Reviewed by Kana
Who it's for, and whether it holds up.
The title tells you almost everything you need to know, and the novel delivers on that promise without much surprise. Eiji's childhood girlfriend cheats on him with the school soccer ace and then pins a domestic violence accusation on him, and from there the story splits its time fairly unevenly between romance and karmic retribution. One reader summed it up as roughly twenty percent romance and eighty percent detective drama, which feels about right. The appeal is blunt and honest: watching cartoonishly rotten antagonists get their due, one convenient coincidence at a time.
With a 3.0 out of 5 on NovelUpdates from a hundred votes, the reception is lukewarm, and it is easy to understand why. The villains exist to be despised rather than understood, Kondo in particular reads as a power-fantasy target rather than a believable high school student, and the narrative grows repetitive once the revenge machinery starts churning. Eiji functions mainly as a recipient of good fortune, and the story never really interrogates why Miyuki became who she became, which might have given the whole thing some weight.

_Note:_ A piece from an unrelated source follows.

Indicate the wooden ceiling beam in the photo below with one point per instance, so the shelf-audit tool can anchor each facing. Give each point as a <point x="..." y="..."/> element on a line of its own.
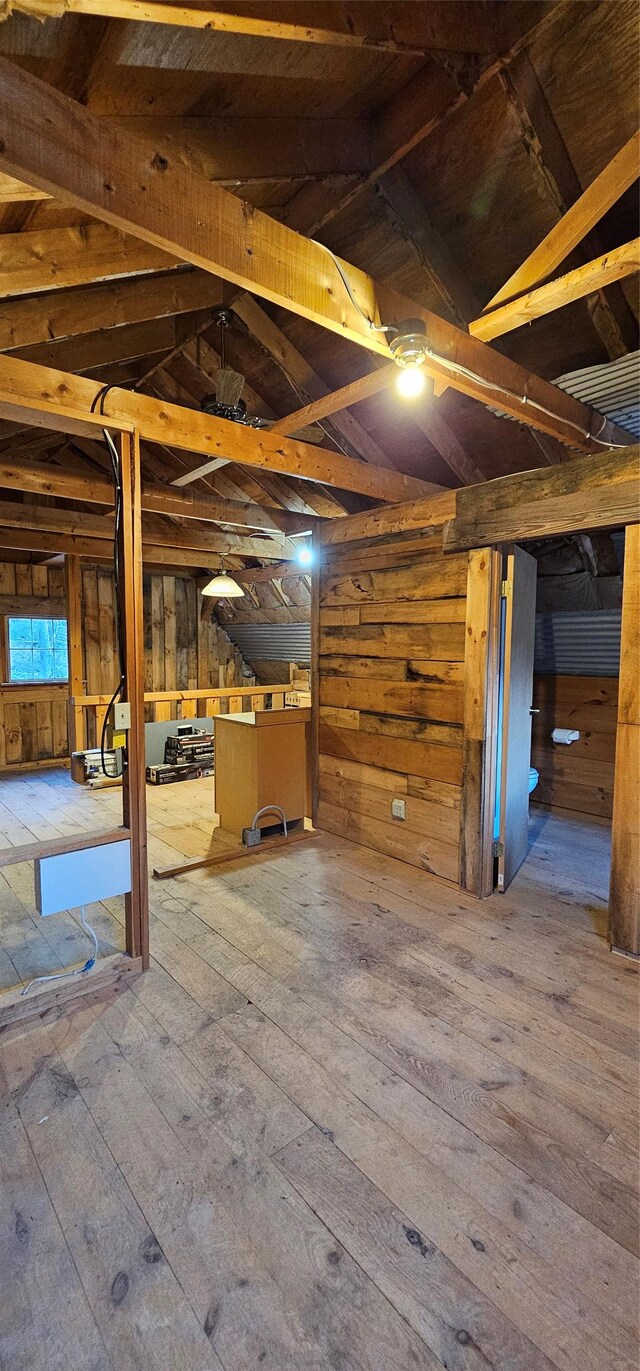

What keeps readers coming back, at least for a while, is the satisfaction of thorough consequences. The story does not let antagonists off lightly, and there is a certain guilty-pleasure pull in that. The romance with Ai, the fellow rooftop misfit who becomes his anchor, has warmth even if it lacks much nuance. If you want a story that complicates its premise, this is not it. But if you just want to watch the other shoe drop, repeatedly, the novel does that with commitment.